Today in The Learning Academy Tia and I were given to opportunity to work with the students while they worked on readnaturally.com. This website allows the students to perform cold reads, read alouds a certain amount of times, gives the students quiz questions on the reading and then has the children perform hot reads with the teacher. All of these activities then measure the students’ fluency and how many words they read per minute. Tia and I were in the computer lab with Ms. Swan helping the entire class with this and it was nice to work with a variety of students and see all of the different levels that they are at.
Today the other preservice teacher, Tia, taught a lesson on narrative stories and what made them a narrative story. She started off the lesson by asking the students what she thought was a narrative story and the elements that make them. Then she asked the students what they should was dialogue and she had a good class discussion going. She made sure to call on a variety of students throughout the lesson and she asked the class what makes a story a good story. At one point, she tried to come up with some examples for the students and wasn’t able to think of anything. Tia was nervous today and it was showing during her lesson. She then asked the students what if the story didn’t have an end and what are they supposed to do. Then Tia went on to giving each student a story telling card. What these cards are is a short story that starts off on the page and then after a couple of sentences, the story stopped. Tia had the students write the rest of the story by using a graphic organizer and just writing the story. I thought that the cards were very cute and a great way to help students start stories and work on being creative. They are definitely something I would like to have in my own classroom one day.
While Tia was presenting her lesson, I was grading math, OG and reading papers in the back of the room. I noticed when I graded Jackson’s reading paper called Seeing Stars he had gotten 3/14 questions wrong. One question that he had gotten wrong he had skipped over and another question that he had gotten wrong was due to writing the number 1 twice. He was supposed to order a series of events 1-4 and wrote the number 1 twice and skipped another number. This shows me that Jackson could do better and get better grades on his school work if he worked slowly and took the time to go back at the end of his work and check over everything. If he had done this he would have noticed that he skipped a question and wrote the answer twice. Then Jackson would have only gotten one problem wrong and had a higher score on the worksheet.

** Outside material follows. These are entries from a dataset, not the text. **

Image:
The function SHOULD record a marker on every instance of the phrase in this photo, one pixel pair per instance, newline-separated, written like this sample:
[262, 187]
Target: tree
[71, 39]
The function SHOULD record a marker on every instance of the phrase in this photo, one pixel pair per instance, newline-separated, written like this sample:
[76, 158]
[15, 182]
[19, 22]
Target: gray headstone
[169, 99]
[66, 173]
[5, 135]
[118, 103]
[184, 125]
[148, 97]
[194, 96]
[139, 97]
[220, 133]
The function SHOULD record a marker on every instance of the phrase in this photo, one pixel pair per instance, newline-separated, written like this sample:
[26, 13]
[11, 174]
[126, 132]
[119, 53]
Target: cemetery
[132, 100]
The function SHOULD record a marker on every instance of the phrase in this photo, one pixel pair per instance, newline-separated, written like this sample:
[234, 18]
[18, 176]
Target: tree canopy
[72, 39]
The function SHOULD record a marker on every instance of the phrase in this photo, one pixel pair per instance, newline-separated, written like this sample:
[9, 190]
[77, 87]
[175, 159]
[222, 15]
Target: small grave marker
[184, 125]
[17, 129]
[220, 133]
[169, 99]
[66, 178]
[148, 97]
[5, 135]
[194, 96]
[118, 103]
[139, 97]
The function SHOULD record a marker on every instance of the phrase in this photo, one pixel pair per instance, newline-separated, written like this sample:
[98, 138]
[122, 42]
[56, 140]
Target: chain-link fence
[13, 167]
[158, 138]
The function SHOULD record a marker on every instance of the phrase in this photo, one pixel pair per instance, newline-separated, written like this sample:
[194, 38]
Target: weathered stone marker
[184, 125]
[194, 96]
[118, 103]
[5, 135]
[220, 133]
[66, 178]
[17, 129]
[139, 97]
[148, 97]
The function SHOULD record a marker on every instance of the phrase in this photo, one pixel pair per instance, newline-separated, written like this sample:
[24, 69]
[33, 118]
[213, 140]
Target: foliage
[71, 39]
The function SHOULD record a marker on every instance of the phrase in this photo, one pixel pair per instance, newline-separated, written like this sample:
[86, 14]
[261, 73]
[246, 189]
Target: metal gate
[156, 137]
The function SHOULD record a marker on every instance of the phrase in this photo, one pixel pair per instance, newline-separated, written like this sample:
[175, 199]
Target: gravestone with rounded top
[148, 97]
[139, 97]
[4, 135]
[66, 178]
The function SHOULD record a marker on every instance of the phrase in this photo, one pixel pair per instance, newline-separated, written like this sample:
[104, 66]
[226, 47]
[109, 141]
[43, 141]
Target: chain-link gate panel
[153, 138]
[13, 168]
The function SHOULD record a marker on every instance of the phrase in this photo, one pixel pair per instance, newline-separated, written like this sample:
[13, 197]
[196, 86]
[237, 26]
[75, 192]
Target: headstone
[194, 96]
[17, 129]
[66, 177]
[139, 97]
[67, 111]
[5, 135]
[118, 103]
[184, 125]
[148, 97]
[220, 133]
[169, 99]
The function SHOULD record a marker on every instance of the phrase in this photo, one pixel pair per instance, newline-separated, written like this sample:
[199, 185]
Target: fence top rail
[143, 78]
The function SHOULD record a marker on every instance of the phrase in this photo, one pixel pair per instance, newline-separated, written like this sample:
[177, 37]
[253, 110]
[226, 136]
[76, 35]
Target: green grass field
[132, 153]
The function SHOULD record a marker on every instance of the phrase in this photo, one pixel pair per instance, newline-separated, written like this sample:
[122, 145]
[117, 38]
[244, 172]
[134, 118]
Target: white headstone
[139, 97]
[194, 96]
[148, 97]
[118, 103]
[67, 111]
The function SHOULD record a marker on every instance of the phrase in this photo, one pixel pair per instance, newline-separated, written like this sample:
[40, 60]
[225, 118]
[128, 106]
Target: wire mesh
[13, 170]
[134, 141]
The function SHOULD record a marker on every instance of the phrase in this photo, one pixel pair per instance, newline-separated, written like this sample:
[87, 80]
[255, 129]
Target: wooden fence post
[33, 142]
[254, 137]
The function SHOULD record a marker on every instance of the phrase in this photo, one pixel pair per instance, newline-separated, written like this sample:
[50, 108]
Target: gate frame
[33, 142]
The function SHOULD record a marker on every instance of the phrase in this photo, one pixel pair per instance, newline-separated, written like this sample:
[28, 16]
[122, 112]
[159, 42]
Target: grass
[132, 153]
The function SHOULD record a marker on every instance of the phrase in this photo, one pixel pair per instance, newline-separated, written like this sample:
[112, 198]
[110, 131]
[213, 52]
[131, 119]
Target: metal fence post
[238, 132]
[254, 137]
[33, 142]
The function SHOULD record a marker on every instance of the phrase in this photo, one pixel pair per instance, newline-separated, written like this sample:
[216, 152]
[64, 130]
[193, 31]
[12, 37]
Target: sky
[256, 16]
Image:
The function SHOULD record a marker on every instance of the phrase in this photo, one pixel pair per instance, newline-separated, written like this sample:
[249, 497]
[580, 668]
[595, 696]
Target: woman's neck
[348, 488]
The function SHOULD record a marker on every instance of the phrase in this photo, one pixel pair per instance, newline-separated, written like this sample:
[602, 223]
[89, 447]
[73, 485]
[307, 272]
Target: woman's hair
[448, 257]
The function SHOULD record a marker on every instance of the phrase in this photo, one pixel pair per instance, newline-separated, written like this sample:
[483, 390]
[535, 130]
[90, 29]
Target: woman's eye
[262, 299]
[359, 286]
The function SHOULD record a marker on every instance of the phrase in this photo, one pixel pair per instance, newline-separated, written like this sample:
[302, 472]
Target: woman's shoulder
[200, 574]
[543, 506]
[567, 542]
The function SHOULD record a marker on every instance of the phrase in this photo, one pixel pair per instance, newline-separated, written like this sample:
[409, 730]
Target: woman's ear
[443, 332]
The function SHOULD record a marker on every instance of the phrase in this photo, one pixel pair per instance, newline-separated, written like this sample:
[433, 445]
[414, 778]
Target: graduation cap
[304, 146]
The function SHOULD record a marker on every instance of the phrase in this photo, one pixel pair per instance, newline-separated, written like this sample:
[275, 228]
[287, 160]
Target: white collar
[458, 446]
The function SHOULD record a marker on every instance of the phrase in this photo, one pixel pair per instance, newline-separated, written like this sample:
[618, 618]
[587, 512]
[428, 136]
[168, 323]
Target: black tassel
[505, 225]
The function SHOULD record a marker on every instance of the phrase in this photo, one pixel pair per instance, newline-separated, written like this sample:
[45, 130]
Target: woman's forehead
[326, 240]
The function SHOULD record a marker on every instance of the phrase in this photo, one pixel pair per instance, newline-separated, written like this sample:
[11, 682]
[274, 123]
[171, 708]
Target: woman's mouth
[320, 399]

There wasn’t much talking between Ms. Swan and the students. It was a very productive class and there wasn’t much talking and spending time together. Ms. Swan did update the students on something that her dog, Oliver, did the other day and the students were excited about this. Tia and I gave each student a fluency check today and it was nice to be able to talk to more than one student. They also all read at different levels and it was interesting to see what each student had trouble with and where they excelled compared to how Jackson approaches things. The higher level reading students used DIBELS level 3 stories and the particular story that we read had the word immunizations and the 4 students that I tested at this level all struggled with this word.
Towards the end of the class I worked individually with Jackson. I decided to give Jackson a hot read on a story that he read the first week I tested him, as well as a cold read on a new short story. I wanted to see how he did on the old text compared to when I first assessed him. The very first day I gave him a running record, he was reading 44 words per minute. Today, he read the same passage as he did the first week and read 54 words per minute. This shows me that Jackson’s fluency is improving and he is becoming more comfortable reading and being expressive with the text. When Jackson read the new story, he read 56 words per minute. This is a large improvement compared to the first running record and fluency test that I gave Jackson 6 weeks ago.